Who we are
Community Connections began in 2006 when then Skillman Foundation program officer Sharnita Johnson conceived of the idea for a grassroots grantmaking program to serve as the civic engagement component of the Good Neighborhoods Program. She contacted veteran grassroots grant maker Sheila Taylor, then Director of Prevention Network in East Lansing, who developed the initial foundation for the Community Connections Grant Program. The design was soon passed on to Lisa Leverette to nurture and grow the program. Since then, the Good Neighborhoods Program has expanded to multiple grantmaking initiatives: the Lower Eastside Grant Program, the Cody Rouge Grant Program, the Workforce Development and Equity Grant Program, the Innovative Educators Grant Program, the Attendance Matters Grant Program, the Hope Starts Here Child-Centric Grant Program, the Youth-Led Action! Grant Program, and the Artist’s Collective.
In total, Community Connections has supported over one thousand innovative projects. Many find it revolutionary that we provide grants to regular folks – our expanding network of hundreds of frontline responders such as grassroots and community groups, teachers, childcare providers, and other public servants.
Residents of the community are the grantmakers. Changemaker community grantmakers meet monthly to award funds. We actively outreach and provide technical assistance to neighborhood groups in order to support a wide variety of applicants. We provide capacity building opportunities to grant reviewers and grantees, keeping them informed and informing others about trends in the field. Grantees convene regularly for networking, collaboration, and resource sharing.
Community Connections is a tool for civic engagement, identifying and supporting resident leadership, and inspiring bottom-up systems change. Continuous learning and evaluation are integrated into the fabric of the program.

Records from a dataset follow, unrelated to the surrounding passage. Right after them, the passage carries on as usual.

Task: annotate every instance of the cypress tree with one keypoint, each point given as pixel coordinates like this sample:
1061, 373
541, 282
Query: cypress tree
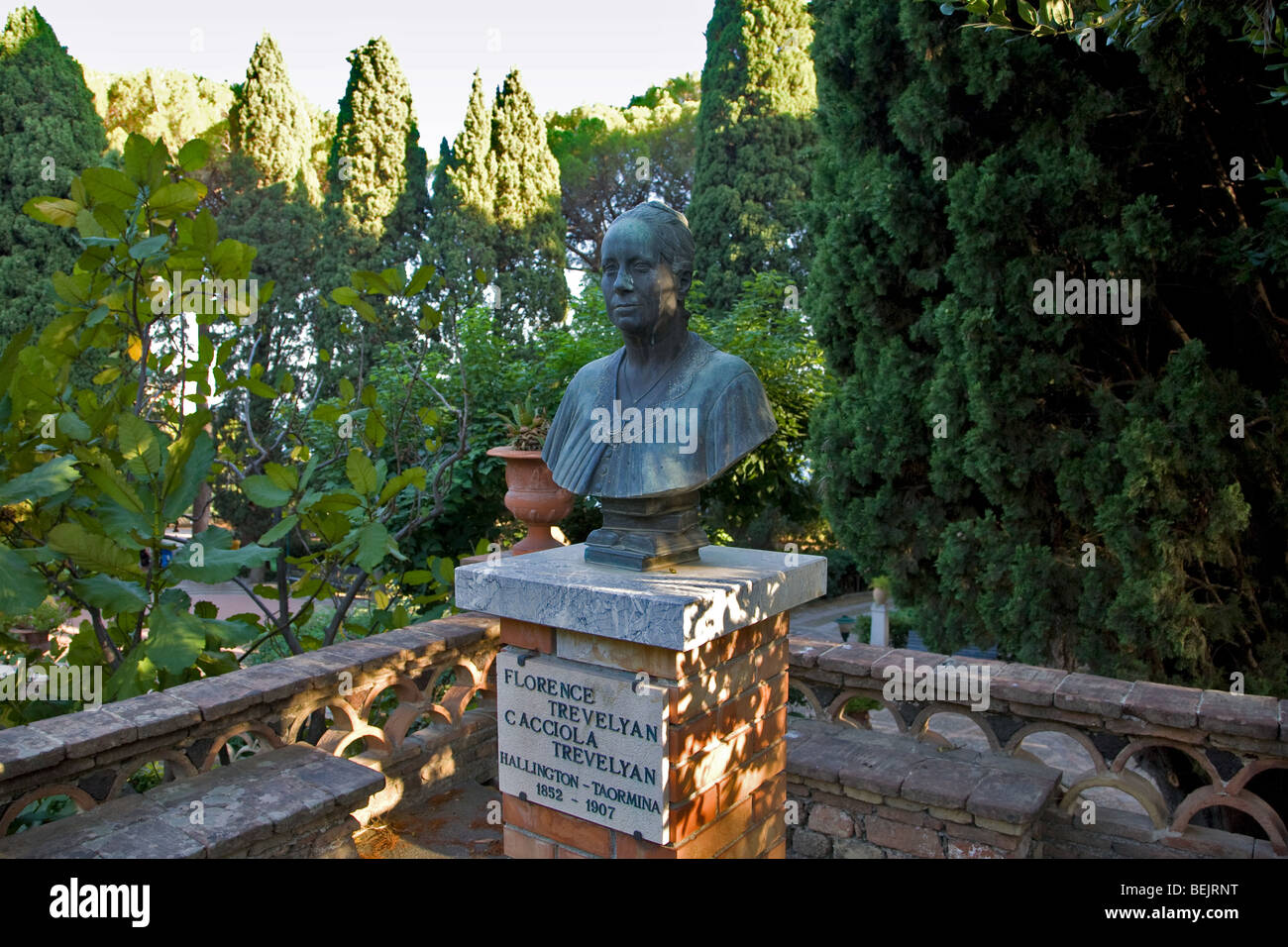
751, 176
462, 231
377, 170
268, 121
377, 196
524, 179
1069, 486
50, 133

Problems and solutions are processed through a lens of equity in order to positively impact the most vulnerable.
Leaders in our network demonstrate first-hand how resourcing dreams for an equitable future can unleash talent and possibilities far exceeding the investment. These programs recognize and respond to the reality that marginalized and oppressed communities have been denied monetary resources, training and education, and access to power and decision-making.
We would like to express sincere gratitude to the Kresge Foundation, the Skillman Foundation, the United Way for Southeastern MIchigan, and the W.K. Kellogg Foundation for their support and partnership in this important work.